Friday, February 6, 2009

"Whoopie! . . . Whoopie! . . . Whoopie!"

Tower Defense (or TD) is a subset of strategy video games. Where most tactical games would have you ordering units around on a map, TD instead asks you to place different kinds of towers - then throws waves of enemies at you to see if your towers can effectively wipe them out.

The purest expression of tower defense gameplay is the free flash game Desktop Tower Defense.
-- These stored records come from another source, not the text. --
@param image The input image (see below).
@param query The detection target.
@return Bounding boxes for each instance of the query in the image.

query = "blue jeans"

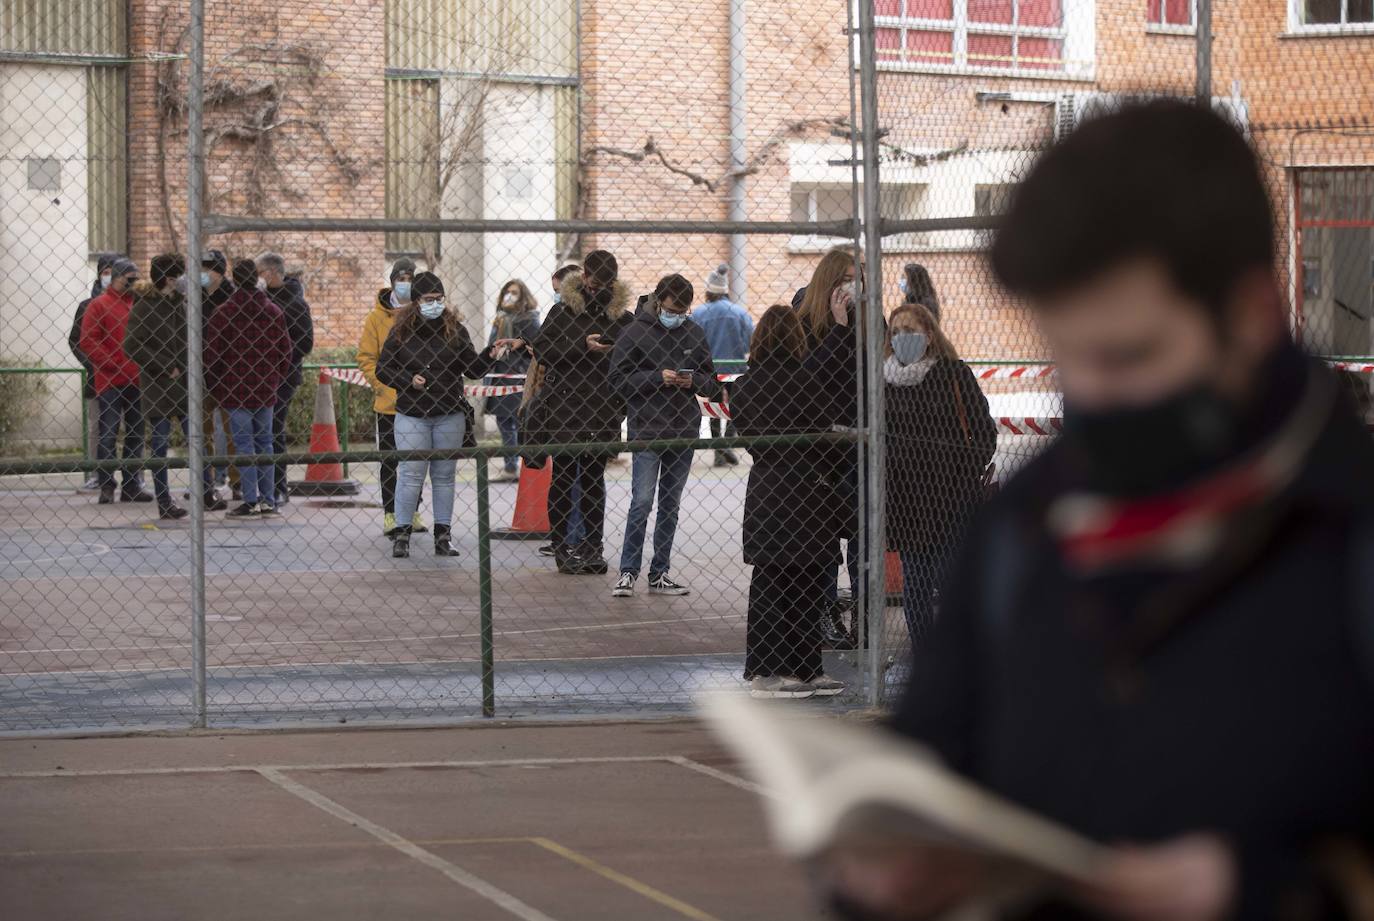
[494,407,520,474]
[227,407,275,506]
[899,548,947,649]
[96,385,145,491]
[395,412,466,528]
[149,416,212,508]
[618,448,694,577]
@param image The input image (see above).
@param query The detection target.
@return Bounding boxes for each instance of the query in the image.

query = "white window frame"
[1146,0,1197,34]
[1287,0,1374,35]
[870,0,1095,81]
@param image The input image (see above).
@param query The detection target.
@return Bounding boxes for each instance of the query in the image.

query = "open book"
[699,695,1105,884]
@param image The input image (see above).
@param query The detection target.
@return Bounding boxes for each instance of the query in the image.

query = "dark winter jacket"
[204,288,292,410]
[884,359,997,553]
[730,355,843,569]
[264,278,314,395]
[610,308,723,440]
[528,276,635,444]
[376,318,499,419]
[484,310,541,416]
[70,295,97,399]
[203,280,234,318]
[123,282,190,420]
[78,287,140,393]
[891,358,1374,920]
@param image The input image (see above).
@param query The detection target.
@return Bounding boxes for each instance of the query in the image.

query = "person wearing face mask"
[124,254,218,519]
[485,279,541,482]
[199,249,237,500]
[204,260,293,519]
[692,263,754,468]
[882,303,995,647]
[899,262,941,321]
[376,272,523,558]
[70,255,119,490]
[358,257,428,537]
[79,256,155,504]
[820,102,1374,921]
[529,250,635,575]
[256,252,315,507]
[607,274,722,598]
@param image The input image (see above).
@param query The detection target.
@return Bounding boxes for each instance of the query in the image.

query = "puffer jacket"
[610,307,722,440]
[528,276,635,444]
[123,282,189,420]
[376,318,499,419]
[358,289,401,414]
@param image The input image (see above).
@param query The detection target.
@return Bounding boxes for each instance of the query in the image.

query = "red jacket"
[205,288,292,409]
[78,288,140,393]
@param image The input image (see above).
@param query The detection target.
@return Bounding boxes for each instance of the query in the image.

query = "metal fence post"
[477,456,496,717]
[339,383,351,477]
[185,0,209,729]
[855,0,888,708]
[79,369,89,459]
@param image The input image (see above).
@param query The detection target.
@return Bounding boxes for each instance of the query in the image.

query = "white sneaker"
[807,675,846,697]
[612,572,636,597]
[749,676,815,699]
[648,573,690,596]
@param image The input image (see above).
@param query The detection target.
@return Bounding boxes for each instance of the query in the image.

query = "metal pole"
[80,370,90,460]
[727,0,748,306]
[855,0,888,707]
[477,459,495,717]
[1196,0,1213,105]
[185,0,208,729]
[339,383,351,478]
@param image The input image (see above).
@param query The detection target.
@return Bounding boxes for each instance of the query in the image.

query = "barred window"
[873,0,1093,78]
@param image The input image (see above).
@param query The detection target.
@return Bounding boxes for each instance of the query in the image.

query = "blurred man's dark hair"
[583,250,618,287]
[552,263,581,283]
[991,101,1273,317]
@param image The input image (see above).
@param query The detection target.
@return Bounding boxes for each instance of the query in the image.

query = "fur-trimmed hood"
[559,275,631,320]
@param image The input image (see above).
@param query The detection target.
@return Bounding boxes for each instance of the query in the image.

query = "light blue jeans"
[227,406,275,506]
[395,412,466,528]
[618,448,694,577]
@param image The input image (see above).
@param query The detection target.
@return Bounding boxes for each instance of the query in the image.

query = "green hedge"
[0,360,51,455]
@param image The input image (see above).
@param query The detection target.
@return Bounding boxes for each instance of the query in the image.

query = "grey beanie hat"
[705,263,729,295]
[110,257,138,278]
[390,257,417,284]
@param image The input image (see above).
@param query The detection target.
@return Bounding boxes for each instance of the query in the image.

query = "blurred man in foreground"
[825,101,1374,920]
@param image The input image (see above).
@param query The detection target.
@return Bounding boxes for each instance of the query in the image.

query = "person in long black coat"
[730,305,846,699]
[528,250,634,574]
[485,280,541,481]
[883,304,997,647]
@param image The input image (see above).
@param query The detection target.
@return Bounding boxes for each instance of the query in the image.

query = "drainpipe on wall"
[727,0,747,306]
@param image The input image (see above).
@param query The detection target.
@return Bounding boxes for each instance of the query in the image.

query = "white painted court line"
[0,754,683,780]
[665,756,774,799]
[256,767,559,921]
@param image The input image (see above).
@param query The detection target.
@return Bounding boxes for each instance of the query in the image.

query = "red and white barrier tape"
[973,365,1057,380]
[466,384,524,397]
[996,417,1063,436]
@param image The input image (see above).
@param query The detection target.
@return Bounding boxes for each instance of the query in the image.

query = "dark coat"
[70,296,97,399]
[528,276,635,444]
[610,309,723,440]
[376,318,498,419]
[205,288,292,410]
[891,361,1374,919]
[264,278,314,395]
[484,310,541,416]
[730,355,843,569]
[123,282,190,420]
[885,359,997,553]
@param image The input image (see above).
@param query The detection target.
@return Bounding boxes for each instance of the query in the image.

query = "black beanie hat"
[653,274,694,311]
[231,259,258,291]
[390,257,417,284]
[411,271,444,300]
[150,254,186,288]
[201,249,227,275]
[583,250,618,286]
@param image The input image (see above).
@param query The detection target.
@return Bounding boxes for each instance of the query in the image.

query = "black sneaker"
[158,504,189,521]
[538,543,556,557]
[98,486,116,505]
[120,486,155,504]
[204,493,229,512]
[571,545,609,575]
[647,573,690,596]
[255,502,280,518]
[225,502,260,519]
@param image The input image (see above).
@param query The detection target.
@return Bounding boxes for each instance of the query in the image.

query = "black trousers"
[272,383,298,501]
[744,563,826,682]
[549,452,608,550]
[376,413,398,514]
[708,418,737,440]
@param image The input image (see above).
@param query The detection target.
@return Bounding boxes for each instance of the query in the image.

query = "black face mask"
[1062,383,1242,497]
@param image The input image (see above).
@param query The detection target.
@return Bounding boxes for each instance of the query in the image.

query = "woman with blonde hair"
[486,279,541,481]
[884,302,996,646]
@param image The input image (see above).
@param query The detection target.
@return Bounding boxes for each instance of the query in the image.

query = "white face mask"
[419,299,446,320]
[100,273,112,290]
[256,278,268,292]
[502,291,519,308]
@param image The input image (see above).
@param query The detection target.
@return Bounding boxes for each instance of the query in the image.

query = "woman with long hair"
[900,262,941,320]
[486,279,541,482]
[377,272,525,558]
[884,303,996,646]
[730,305,846,699]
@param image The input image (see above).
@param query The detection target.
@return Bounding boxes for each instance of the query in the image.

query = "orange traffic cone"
[289,371,360,497]
[884,550,904,601]
[490,460,552,540]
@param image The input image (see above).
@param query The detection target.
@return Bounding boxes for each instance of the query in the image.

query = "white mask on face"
[100,273,112,290]
[419,299,446,320]
[502,291,519,308]
[256,278,268,292]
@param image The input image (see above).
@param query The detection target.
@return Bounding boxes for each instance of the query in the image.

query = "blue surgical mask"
[393,281,411,302]
[891,331,929,366]
[898,279,908,294]
[659,312,688,330]
[419,299,446,320]
[100,273,112,290]
[200,271,211,288]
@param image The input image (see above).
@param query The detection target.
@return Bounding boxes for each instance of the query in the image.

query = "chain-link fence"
[2,0,1371,733]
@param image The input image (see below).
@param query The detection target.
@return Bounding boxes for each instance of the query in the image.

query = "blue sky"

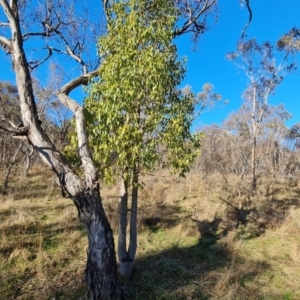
[0,0,300,130]
[177,0,300,130]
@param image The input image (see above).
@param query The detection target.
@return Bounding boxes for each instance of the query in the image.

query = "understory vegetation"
[1,164,300,299]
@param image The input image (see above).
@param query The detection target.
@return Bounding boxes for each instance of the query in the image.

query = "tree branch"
[58,70,98,96]
[0,117,29,136]
[0,35,12,53]
[57,70,99,186]
[241,0,253,38]
[102,0,110,22]
[22,31,52,40]
[175,0,216,37]
[28,46,52,71]
[43,23,89,74]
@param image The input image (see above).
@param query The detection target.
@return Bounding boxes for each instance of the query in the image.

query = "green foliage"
[64,118,81,167]
[83,0,200,184]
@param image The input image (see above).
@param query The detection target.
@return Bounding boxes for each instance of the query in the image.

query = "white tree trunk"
[118,169,138,278]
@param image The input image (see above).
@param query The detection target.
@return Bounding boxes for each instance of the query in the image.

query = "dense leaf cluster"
[67,0,201,184]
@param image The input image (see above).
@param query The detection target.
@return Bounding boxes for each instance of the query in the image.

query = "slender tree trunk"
[251,135,257,192]
[118,178,130,278]
[2,142,22,190]
[128,170,138,273]
[118,167,138,278]
[250,82,258,194]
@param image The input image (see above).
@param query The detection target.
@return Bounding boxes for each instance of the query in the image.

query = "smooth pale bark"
[0,1,120,298]
[23,144,34,177]
[118,169,138,278]
[128,171,138,268]
[118,178,131,278]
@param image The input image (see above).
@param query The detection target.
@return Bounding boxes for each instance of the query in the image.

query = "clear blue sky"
[176,0,300,130]
[1,0,300,130]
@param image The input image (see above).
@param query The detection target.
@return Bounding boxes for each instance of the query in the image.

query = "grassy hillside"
[0,168,300,299]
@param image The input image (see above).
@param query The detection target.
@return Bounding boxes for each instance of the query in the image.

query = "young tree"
[0,0,217,298]
[81,0,201,278]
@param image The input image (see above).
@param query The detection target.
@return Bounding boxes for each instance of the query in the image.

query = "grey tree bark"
[0,1,120,298]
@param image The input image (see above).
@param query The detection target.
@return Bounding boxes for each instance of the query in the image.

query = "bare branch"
[0,0,12,16]
[22,31,52,40]
[28,46,52,71]
[0,22,9,26]
[102,0,110,21]
[175,0,216,37]
[44,24,89,73]
[0,117,29,136]
[58,70,98,97]
[0,35,12,52]
[241,0,253,38]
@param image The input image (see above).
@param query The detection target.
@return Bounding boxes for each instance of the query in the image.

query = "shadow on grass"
[138,204,183,233]
[2,197,298,299]
[126,235,283,300]
[126,211,291,300]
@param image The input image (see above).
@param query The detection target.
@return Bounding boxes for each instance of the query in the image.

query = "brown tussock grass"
[1,168,300,299]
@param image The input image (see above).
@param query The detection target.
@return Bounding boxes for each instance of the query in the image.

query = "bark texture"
[75,188,120,300]
[118,171,138,279]
[0,1,120,298]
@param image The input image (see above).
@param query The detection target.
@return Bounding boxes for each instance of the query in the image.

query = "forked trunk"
[118,170,138,278]
[74,187,120,300]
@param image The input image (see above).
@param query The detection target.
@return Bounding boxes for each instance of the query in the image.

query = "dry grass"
[1,167,300,299]
[0,169,87,299]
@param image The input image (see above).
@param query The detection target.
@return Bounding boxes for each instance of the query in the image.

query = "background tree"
[193,102,294,206]
[227,39,295,192]
[0,82,29,189]
[224,103,291,178]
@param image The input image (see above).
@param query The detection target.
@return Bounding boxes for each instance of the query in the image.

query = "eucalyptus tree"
[227,39,295,192]
[224,103,291,178]
[0,0,218,298]
[81,0,202,278]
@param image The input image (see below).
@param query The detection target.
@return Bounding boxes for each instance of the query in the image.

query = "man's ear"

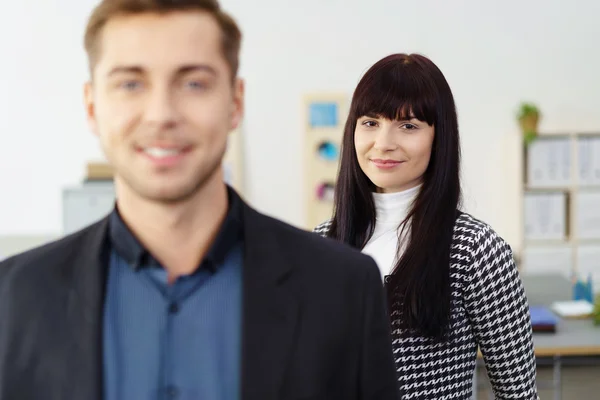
[230,77,244,130]
[84,81,99,136]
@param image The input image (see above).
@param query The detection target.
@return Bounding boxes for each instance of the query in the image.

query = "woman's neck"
[372,185,421,226]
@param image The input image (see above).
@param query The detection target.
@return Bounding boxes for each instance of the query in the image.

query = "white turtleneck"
[362,185,420,279]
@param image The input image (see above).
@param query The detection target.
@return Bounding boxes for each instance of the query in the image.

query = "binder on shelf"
[525,136,571,188]
[521,245,573,276]
[523,191,568,241]
[575,190,600,239]
[577,134,600,186]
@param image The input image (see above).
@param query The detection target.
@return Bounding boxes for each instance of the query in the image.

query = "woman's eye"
[402,123,417,130]
[363,120,377,127]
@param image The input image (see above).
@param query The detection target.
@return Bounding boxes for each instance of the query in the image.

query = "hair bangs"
[352,61,437,126]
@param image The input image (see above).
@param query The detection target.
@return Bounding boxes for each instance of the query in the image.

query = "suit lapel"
[240,205,300,400]
[64,218,110,400]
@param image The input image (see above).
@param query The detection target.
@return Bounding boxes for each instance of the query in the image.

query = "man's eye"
[120,81,142,90]
[186,81,206,90]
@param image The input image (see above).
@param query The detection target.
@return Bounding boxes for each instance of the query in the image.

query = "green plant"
[517,102,541,146]
[517,103,540,120]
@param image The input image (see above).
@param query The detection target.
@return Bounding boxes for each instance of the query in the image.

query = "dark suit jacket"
[0,196,399,400]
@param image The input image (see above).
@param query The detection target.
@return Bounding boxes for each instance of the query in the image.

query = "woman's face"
[354,115,434,193]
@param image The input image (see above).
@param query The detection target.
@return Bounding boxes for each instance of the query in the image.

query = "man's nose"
[143,87,180,128]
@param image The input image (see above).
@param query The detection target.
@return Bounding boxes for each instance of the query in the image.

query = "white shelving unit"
[521,132,600,290]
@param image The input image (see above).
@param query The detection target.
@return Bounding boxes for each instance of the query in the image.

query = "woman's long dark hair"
[328,53,462,341]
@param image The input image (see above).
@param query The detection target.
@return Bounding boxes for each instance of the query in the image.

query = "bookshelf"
[303,93,349,230]
[521,132,600,291]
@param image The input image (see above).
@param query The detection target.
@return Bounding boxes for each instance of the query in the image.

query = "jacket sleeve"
[464,227,539,399]
[358,257,401,399]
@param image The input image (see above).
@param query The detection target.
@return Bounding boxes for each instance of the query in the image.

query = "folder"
[529,306,559,333]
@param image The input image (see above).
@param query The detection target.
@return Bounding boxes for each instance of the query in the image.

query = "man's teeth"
[144,148,181,158]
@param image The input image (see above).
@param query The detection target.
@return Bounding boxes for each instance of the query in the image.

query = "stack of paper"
[551,300,594,318]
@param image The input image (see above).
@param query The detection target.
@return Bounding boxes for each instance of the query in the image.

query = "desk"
[526,274,600,357]
[474,274,600,400]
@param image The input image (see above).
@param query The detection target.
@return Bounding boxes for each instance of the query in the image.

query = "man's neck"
[114,174,229,282]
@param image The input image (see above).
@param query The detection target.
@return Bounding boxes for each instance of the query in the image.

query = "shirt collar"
[109,185,243,273]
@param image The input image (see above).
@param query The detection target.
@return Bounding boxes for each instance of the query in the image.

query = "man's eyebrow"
[106,66,143,77]
[106,64,218,77]
[177,64,218,76]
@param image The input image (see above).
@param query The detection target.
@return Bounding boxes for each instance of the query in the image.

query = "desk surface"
[522,274,600,356]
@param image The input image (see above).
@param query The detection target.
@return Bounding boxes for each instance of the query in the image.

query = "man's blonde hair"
[84,0,242,79]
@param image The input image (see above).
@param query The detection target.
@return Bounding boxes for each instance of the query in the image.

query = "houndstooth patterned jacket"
[314,212,539,399]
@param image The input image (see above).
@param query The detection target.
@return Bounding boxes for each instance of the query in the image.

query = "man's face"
[84,11,243,203]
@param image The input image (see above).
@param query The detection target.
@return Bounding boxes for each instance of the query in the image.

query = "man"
[0,1,399,399]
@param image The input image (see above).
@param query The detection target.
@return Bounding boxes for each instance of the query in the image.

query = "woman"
[314,53,538,399]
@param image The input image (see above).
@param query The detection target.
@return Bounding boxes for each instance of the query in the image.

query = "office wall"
[1,0,599,255]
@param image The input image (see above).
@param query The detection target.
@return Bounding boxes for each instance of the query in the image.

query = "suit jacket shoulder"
[0,219,109,400]
[0,220,107,291]
[254,213,379,283]
[241,210,398,399]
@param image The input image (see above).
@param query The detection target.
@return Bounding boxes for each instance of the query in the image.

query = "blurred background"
[1,0,600,398]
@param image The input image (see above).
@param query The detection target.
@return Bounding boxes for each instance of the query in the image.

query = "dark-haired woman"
[314,53,538,399]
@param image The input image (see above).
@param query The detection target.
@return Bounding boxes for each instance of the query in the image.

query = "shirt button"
[166,385,179,399]
[168,303,179,314]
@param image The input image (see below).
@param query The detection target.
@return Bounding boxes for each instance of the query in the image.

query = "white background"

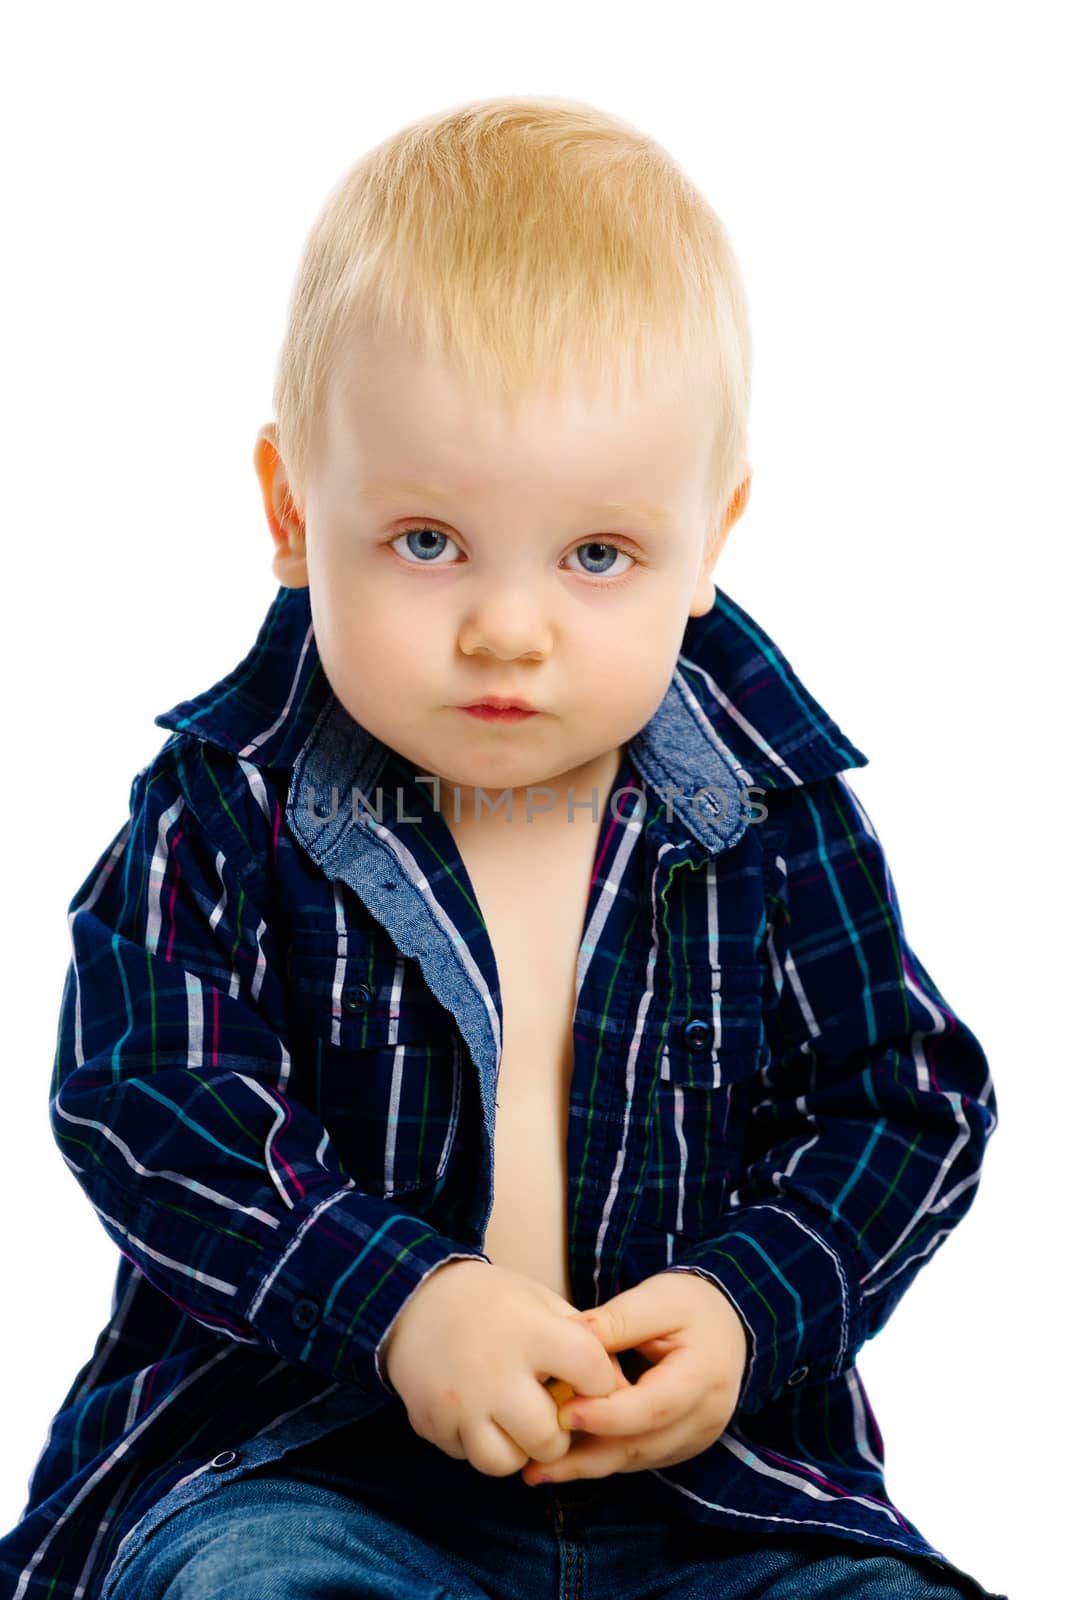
[2,5,1061,1596]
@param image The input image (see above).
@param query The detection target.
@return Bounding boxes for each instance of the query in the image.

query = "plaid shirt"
[1,581,998,1598]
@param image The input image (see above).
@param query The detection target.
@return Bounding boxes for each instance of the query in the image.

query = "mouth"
[459,703,539,722]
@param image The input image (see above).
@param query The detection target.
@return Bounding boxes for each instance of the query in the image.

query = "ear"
[688,474,751,619]
[253,423,309,589]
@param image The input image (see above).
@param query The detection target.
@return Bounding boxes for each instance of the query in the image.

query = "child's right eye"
[388,526,459,565]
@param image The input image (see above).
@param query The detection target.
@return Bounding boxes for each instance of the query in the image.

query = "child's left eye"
[565,541,635,578]
[388,526,635,577]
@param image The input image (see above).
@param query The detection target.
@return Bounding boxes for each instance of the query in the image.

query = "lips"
[460,702,539,721]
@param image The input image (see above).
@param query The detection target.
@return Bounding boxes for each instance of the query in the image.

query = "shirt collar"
[153,581,868,856]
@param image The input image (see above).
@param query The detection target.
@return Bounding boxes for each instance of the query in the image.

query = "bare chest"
[453,824,600,1305]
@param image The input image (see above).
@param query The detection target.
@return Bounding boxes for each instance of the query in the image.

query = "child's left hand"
[523,1272,749,1485]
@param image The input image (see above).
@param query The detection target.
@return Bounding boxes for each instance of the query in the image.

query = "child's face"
[255,324,747,827]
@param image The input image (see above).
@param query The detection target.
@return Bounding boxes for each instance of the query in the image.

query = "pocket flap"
[659,961,766,1088]
[286,940,455,1052]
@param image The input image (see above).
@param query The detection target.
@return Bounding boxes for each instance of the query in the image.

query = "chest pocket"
[285,941,464,1199]
[635,961,766,1239]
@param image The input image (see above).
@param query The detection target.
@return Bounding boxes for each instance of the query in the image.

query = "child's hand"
[380,1260,624,1477]
[525,1272,748,1485]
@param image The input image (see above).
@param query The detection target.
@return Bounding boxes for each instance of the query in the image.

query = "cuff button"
[292,1297,321,1331]
[210,1450,241,1470]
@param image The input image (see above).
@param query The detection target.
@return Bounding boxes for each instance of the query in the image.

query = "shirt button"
[291,1297,320,1331]
[683,1018,713,1052]
[340,982,373,1015]
[210,1450,241,1470]
[787,1366,809,1386]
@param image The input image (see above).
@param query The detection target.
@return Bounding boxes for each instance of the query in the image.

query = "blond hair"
[272,94,753,533]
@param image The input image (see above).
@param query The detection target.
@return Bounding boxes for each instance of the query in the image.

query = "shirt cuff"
[239,1182,493,1398]
[660,1198,866,1412]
The idea of laying out towers and watching them shoot at enemies, just so you can process this data and figure out even better ways to lay out towers next time, may not sound all that "fun." But if you are a person who likes machines, who's mind siezes on complex problems that need solving, who has a very "systemic" way of thnking . . . and I pause here to rephrase that as "But if you are Sam" . . . then these games represent less of a "recreation" and more of a "danger to your health and productivity."

Like Double-Stuff Mint Oreos, I often suspect that the Tower Defense genre was created by the Universe as a way to keep me, personally, in check. Like a well-placed frost tower, these games slow my progress so I can be more effectively dealt with.*

And I guess it's working, because between Savage Moon:



And "Ninjatown"



Tower Defense games seem to be about all I'm playing lately.

*I wonder if the designers who work on pedestrian malls and other public areas enjoy TD games. Seems like a similar skillset, using the environment to control a horde. I like to imagine one of these people looking a map of a shopping mall's food court and thinking "We're getting too many people bunched up at the entrance, I'll have to install some Cannon Towe . . . I mean some railings.